Adding to the wonder of the show, an installation inside the box (inside the box) of the Joel Peter Witkin painting Sanitarium was re-created, with the writer Michelle Olley inside of it, nude and covered in moths.
This has inspired me so much that I am myself working on an installation and a play using this simple but effectful technology: of seeing while being seen.
Joel Peter Witkin, Sanitarium, 1983
And there is nothing like it after that in fashion, however in theatre:
All theatre, staging the real in miniature, is a form of ritual. We highlight the things we are disturbed by to deal with it. The act of letting go, even destroying, is a ritual used in ancient religions in order to be able to embrace the new. They are often enacted in a circle, so as to close the energy revolving. Lee himself was very obsessed by death but rather saw the symbolic ritualism in it: ”It is important to look at death because it is a part of life. It is a sad thing, melancholic but romantic at the same time. It is the end of a cycle – everything has to end. The cycle of life is positive because it gives room for new things.”
Alexander McQueen, S/S 1998 Untitled (Golden Shower)
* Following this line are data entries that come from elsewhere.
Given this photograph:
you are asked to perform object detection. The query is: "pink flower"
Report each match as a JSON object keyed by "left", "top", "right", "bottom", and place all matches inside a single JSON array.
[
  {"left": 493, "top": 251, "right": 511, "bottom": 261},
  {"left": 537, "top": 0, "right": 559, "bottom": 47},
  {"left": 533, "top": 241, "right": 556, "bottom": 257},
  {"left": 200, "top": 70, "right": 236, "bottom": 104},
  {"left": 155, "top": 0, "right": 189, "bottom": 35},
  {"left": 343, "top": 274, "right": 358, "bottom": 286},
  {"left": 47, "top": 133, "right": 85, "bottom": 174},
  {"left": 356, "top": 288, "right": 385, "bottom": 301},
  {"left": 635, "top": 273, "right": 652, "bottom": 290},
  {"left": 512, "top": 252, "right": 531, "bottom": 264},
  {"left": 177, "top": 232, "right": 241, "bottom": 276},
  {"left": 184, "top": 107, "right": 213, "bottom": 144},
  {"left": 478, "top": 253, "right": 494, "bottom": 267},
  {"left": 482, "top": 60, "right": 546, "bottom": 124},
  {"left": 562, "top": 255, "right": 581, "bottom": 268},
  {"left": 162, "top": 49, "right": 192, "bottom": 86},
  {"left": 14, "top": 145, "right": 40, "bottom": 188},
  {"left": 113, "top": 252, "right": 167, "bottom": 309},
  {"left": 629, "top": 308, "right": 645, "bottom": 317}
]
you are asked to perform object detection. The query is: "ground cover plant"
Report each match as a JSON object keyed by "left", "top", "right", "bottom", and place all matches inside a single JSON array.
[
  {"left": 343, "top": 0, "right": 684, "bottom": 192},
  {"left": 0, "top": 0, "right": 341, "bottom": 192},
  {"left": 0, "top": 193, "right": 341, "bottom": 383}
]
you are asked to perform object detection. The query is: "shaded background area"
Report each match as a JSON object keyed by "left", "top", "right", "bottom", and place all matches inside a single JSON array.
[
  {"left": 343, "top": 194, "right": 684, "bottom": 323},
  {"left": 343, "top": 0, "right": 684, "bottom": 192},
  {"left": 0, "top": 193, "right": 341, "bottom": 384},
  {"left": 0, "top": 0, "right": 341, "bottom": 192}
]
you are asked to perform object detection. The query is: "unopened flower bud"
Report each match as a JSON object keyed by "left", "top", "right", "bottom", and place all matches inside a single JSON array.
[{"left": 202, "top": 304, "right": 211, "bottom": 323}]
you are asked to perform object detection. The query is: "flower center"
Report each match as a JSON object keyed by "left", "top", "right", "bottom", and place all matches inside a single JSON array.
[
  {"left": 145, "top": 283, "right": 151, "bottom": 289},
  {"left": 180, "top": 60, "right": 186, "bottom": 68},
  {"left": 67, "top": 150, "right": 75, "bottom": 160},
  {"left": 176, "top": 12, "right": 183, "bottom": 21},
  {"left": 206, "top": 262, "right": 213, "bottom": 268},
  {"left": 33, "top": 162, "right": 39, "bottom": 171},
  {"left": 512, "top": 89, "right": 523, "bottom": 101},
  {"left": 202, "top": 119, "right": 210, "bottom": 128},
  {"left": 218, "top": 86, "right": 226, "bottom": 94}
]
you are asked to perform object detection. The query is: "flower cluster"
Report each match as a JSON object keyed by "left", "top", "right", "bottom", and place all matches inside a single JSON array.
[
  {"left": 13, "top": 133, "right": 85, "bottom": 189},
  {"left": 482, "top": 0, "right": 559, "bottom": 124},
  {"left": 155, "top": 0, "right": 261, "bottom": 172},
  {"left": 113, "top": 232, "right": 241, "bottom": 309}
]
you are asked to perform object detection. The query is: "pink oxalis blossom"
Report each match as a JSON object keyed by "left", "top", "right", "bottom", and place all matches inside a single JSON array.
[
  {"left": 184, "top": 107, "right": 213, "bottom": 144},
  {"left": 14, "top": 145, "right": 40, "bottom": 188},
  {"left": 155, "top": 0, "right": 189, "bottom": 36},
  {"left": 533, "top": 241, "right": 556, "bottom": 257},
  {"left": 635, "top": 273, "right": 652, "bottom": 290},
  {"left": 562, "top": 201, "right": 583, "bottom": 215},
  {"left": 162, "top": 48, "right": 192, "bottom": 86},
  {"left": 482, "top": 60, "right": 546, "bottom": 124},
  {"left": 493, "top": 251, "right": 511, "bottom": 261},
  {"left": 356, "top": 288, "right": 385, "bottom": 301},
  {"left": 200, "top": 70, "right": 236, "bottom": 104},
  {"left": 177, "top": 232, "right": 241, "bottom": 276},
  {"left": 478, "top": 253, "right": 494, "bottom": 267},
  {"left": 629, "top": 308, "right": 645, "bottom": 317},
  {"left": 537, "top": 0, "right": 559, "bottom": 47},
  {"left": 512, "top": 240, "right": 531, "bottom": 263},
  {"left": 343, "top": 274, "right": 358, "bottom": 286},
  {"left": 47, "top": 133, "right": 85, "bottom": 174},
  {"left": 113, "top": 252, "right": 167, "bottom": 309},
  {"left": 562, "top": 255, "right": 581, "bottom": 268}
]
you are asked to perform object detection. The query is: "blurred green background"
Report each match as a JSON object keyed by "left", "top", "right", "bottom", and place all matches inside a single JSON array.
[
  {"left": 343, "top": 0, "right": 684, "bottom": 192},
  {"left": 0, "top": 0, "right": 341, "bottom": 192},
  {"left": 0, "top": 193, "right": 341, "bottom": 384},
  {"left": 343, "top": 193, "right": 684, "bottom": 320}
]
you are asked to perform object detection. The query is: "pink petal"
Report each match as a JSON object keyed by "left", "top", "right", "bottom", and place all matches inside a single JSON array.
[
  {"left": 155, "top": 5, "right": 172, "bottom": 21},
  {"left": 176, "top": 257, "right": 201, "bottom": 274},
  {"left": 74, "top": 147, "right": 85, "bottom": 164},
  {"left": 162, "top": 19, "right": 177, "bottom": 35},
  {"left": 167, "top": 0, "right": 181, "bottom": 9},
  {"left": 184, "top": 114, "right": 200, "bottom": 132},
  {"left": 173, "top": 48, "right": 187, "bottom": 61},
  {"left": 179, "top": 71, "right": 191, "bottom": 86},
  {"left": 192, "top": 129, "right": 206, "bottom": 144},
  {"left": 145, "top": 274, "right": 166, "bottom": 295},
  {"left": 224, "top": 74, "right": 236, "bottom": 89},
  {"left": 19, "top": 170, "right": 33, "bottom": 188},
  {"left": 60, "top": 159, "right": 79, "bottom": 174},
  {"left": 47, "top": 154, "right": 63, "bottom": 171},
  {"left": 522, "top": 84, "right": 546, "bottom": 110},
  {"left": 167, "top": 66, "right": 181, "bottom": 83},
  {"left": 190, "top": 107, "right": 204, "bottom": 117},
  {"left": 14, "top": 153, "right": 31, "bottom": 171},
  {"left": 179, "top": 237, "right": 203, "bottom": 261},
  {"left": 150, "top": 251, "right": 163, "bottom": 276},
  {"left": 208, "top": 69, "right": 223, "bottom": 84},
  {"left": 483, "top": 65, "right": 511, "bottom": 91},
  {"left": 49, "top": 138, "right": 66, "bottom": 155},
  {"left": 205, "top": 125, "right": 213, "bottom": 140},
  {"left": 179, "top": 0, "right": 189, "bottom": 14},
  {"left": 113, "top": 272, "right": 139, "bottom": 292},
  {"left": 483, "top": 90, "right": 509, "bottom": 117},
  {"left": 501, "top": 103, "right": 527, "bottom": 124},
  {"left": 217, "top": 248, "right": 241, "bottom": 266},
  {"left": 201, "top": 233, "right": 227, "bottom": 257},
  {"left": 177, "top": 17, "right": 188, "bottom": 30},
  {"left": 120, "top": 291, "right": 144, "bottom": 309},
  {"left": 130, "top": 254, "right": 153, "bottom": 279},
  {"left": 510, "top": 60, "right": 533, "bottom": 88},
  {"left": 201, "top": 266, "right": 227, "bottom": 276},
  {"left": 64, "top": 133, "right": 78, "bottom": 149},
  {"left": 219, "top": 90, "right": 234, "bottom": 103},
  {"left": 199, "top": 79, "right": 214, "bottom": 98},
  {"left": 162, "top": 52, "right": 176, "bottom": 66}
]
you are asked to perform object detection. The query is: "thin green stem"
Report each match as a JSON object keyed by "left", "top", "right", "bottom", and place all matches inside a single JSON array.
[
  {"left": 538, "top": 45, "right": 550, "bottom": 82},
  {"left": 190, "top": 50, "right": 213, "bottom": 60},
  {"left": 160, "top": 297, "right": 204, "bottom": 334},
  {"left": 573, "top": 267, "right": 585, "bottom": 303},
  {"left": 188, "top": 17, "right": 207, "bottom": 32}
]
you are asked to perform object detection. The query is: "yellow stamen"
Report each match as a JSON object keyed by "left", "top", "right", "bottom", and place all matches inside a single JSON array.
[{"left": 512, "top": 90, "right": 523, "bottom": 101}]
This was at the beginning, but the first time he had a sponsor and a budget. Set designer Simon Costin was working with him on the art direction, Sam Gainsbury on the production. It was initially meant to be called Golden Shower, but someone at American Express eventually found out what it meant and had to be changed to Untitled. Still pornographic, barely-there dresses came up on the catwalk only to be soaked in water. What we can’t see in the video is that the runway was cleared for 10 minutes and black ink filled the lit up plexiglass and that is how the lights went out.